O aumento da área plantada com milho safrinha contribuiu para a disseminação da cigarrinha-do-milho. Condições climáticas favoráveis, como temperaturas amenas e umidade, facilitaram a proliferação da praga nas safras recentes. Isso resultou em uma transmissão acelerada de doenças que reduzem a produtividade das lavouras.

A cigarrinha age como vetor para o enfezamento do milho, uma doença que enfraquece as plantas e diminui o rendimento. Nas safras de 2019/2020 a 2022/2023, esse mecanismo causou perdas consistentes, afetando a cadeia produtiva como um todo.

Regiões mais afetadas no Brasil

As regiões Centro-Oeste e Sul do Brasil sofrem os impactos mais intensos da cigarrinha-do-milho. Nessas áreas, o cultivo de milho safrinha é predominante, tornando-as vulneráveis à praga. Produtores locais relatam reduções significativas na colheita, o que eleva os custos operacionais e pressiona o mercado nacional de grãos.
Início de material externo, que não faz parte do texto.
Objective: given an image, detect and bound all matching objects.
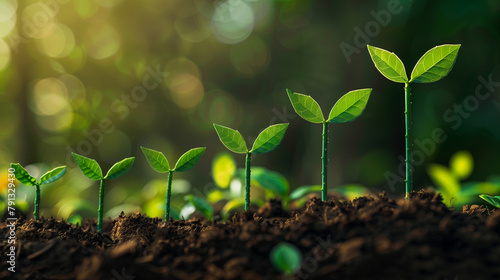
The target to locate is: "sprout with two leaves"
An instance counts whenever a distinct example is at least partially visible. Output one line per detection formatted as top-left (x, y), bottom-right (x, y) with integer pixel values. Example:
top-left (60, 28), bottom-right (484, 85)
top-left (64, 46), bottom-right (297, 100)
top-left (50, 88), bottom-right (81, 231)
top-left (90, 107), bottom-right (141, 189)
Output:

A concentração geográfica agrava o problema, pois a migração da praga entre lavouras vizinhas acelera sua propagação. A CNA monitora essas regiões para mapear os danos e propor soluções adaptadas.

Chamado para ação conjunta

É fundamental que o governo e as instituições de pesquisa atuem em conjunto com os produtores para combater essa praga, que ameaça a sustentabilidade da produção de milho no Brasil.

Essa declaração de Alan Malinski reflete a preocupação do setor. Em 2026, com o avanço das tecnologias agrícolas, espera-se que parcerias entre governo, pesquisa e produtores possam mitigar os riscos futuros. Medidas como o uso de sementes resistentes e práticas de manejo integrado surgem como alternativas promissoras para reduzir as perdas causadas pela cigarrinha-do-milho.